As soon as we have perceptions of the world at all we think about what they imply and what we can infer from them—a perception has implications, whereas a sensation just happens. A glimpse or whiff is just something that happens, but when it is interpreted, consequences follow, expectations arise, and significances are discerned. And the ways in which people’s minds move are as much the subject of criticism and conversation as our other practices.
So what is meant if we say that a person, X, takes something, A, as a reason for some conclusion, B? A first stab would be that when X becomes aware of A, it moves him towards a mental state B. Notice that B might be a belief, but it could be something else: a desire, the formation of an intention or plan, an emotional reaction, or an attitude to something or some person. The movement towards B might be checked by something else in X’s mind, such as countervailing reasons against B. But X is, as it were, given a shove towards B.
This is a good start, but I think we need more than this. For X may find himself moved towards B but against his will or his better judgment. He wouldn’t endorse the movement from A towards B, or try to justify his ending up at B by citing A (he might feel guilty that A moves him towards B, so recognizing that it is no reason for B at all). So we can try instead that X takes A to be a reason for B if X does endorse and defend the tendency. He thinks that from the common point of view, a move from A towards B is one to be approved of. He can advocate it in a conversation designed to achieve such a common point of view.
A perception has implications, whereas a sensation just happens.
Such endorsements or approvals can come in degrees. At its most lukewarm it might be that X does not actually disapprove of taking a move from awareness of A towards B. Further along he might approve of it, and eventually disapprove of anyone who, aware of A, fails to be moved towards B. He would be holding that the move is compulsory.
The endorsements and approvals in question might be ethical, but they need not be. If someone moves from hearing a politician say something to believing it, one might criticize them as credulous or gullible, and these are criticisms of the way their minds work, but not in a particularly ethical or moral register. It is their intelligence or savoir faire that is at fault, even if their heart is in the right place.

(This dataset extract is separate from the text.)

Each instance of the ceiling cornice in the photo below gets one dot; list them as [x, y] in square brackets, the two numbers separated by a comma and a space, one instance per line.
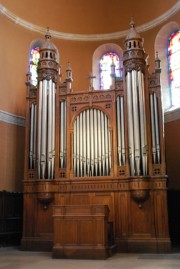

Of course, I have abstracted a little for the sake of simplicity. As holism, which we met earlier, reminds us, any human being becoming aware of something is going to be adding it to an enormous background of things she already believes, knows, desires, intends, and so forth. It may be that a move from A to B is to be approved of against some backgrounds and not others. We may want to say that other things being equal, A is a reason for B, or just that A is sometimes a reason for B, deferring to such variations.
But sometimes we think it is compulsory or categorical. It doesn’t matter what else you believe if you learn that Y is in China or India, and then that he is not in India; it is right, then, to infer that he is in China. If you believe that there are five girls in the room, and then that there are five boys, it is right to infer that there are ten children.
Much of the philosophy of science is concerned not with questions of logical consistency, or with purely mathematical inferences and proofs, but with evaluating interpretations of experiments and observations. It needs to think about such things as our tendencies to generalize, the use of analogies and models, our bias towards simplicity in explanations, and the amount of confidence any one interpretation of things should command.
So we can discuss which movements of the mind are reasonable or unreasonable in much the same way as we discuss which motivations and behaviors are admirable, or compulsory or impermissible. It follows that skepticism about the idea of moral truth should suggest skepticism about assessment of mental tendencies as reasonable or unreasonable.
Much of our reasoning is automatic and implicit. A perception that there is a chair in front of me leads me to suppose that there is one behind me after I turn round. Isn’t it possible that I should have had the perception although the chair was an ephemeral being, a manifestation that itself carried no implications for the moment when I twirl around and bend my knees? Yes, barely possible. But a mind that took that possibility to be wide open, that failed to make the inference, is not one well adapted to life in this wonderfully regular and predictable world in which we live, and in which we have been adapted to live. It would be neither useful nor agreeable to possess such a mind.
Much of our reasoning is automatic and implicit.
When we talk of reason, as when we talk of aesthetics and morality, things become much clearer when we stop dealing with truth in the abstract and look at the “particular go” of it. We then understand why we want it: it is because we do not want people thinking badly, faltering along foolish paths of inference, and we need to signal what counts as doing so.
If we start where we are and look at our procedures of conversation, agreement and disagreement— and at our actual successes in learning how to live and what to believe—we can achieve modest confidences, although at any time we may encounter problems that stump us. In other words, we locate “moral truth” or “rational truth” as the axis around which important discussions and enquiries revolve, hopefully informed by whatever we know and think we know about human beings, their limitations, and their possibilities. The enquiry is essentially practical: we can say that its goal is truth, but it can as well be described as knowing when and how to act, whom to admire, how to educate people, what to believe, or, all in all, how to live.